Murkowski Says No Supreme Court Confirmation In 2020

(August 3, 2020, 6:43 PM EDT) -- In the first public break from the Senate majority leader's vow to fill any U.S. Supreme Court vacancy that arises in 2020, Republican Sen. Lisa Murkowski has said it's too late in a presidential election year for a high court confirmation.

Murkowski, R-Alaska, said she would not support a confirmation if a seat opened at the high court because it would be a "double standard," given Senate Republicans' decision not to consider President Barack Obama's nomination of D.C. Circuit Judge Merrick B. Garland after Justice Antonin Scalia died in February 2016.

"When Republicans held off Merrick Garland it was because nine months prior to the election was too close, we needed to let people decide. And I agreed to do that. If we now say that months prior to the election is OK when nine months was not, that is a double standard and I don't believe we should do it," Murkowski told The Hill newspaper in an article published Monday. "So I would not support it."

Two other Republican senators who sometimes break with the party, Susan Collins of Maine and Mitt Romney of Utah, declined to address the hypothetical question. Spokespeople for the three senators did not respond to requests for comment Monday.

Sen. Chuck Grassley, R-Iowa, chaired the Judiciary Committee in 2016 and decided not to hold a confirmation hearing for Judge Garland.

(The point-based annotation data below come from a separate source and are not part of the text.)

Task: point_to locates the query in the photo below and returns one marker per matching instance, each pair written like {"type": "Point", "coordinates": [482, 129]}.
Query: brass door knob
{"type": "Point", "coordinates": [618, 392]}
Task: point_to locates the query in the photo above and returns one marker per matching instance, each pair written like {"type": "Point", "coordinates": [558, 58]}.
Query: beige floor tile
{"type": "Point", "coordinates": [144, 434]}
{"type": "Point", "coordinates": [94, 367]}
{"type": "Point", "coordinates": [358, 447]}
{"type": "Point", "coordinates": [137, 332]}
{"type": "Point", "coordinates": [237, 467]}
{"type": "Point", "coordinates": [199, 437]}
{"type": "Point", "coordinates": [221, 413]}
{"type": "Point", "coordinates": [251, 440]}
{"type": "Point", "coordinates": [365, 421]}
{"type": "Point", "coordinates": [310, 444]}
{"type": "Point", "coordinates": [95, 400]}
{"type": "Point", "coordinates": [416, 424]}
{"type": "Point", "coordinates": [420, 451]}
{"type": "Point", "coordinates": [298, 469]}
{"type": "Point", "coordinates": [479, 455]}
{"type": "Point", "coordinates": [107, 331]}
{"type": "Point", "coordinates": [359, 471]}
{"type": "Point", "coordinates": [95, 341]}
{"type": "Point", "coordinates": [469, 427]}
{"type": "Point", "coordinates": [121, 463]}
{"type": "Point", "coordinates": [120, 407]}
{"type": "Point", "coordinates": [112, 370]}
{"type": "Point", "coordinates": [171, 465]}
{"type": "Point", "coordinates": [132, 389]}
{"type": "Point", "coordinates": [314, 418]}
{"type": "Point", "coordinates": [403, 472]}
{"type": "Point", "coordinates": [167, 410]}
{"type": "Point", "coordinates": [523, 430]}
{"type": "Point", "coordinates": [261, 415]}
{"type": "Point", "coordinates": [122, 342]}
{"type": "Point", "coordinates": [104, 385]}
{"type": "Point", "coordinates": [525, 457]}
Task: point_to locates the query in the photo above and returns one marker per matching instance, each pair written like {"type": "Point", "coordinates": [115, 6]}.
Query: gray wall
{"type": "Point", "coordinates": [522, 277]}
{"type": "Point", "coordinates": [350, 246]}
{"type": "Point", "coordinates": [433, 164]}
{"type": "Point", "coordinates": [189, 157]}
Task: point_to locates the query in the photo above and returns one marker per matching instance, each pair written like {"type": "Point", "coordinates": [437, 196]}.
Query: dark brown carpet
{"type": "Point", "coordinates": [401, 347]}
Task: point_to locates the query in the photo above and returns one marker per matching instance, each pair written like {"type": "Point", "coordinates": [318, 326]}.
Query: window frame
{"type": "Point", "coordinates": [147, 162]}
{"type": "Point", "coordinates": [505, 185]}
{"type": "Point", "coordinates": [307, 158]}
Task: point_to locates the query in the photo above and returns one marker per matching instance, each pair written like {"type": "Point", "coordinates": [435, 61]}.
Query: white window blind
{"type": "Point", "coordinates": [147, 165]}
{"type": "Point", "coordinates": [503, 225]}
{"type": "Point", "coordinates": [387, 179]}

Grassley no longer leads the panel and said it would be up to the current leader, Sen. Lindsey Graham, R-S.C. However, he told The Hill, "In the abstract, I would do the same thing in 2020 that I would in 2016." He also told NBC that he "couldn't move forward with it" if he still led the panel.

Majority Leader Mitch McConnell, R-Ky., said in 2016 that tradition did not support filling a high court vacancy that opened in a presidential election year. More recently, he said any opening in 2020 should be filled because the same party controls the Senate and the White House, unlike four years ago.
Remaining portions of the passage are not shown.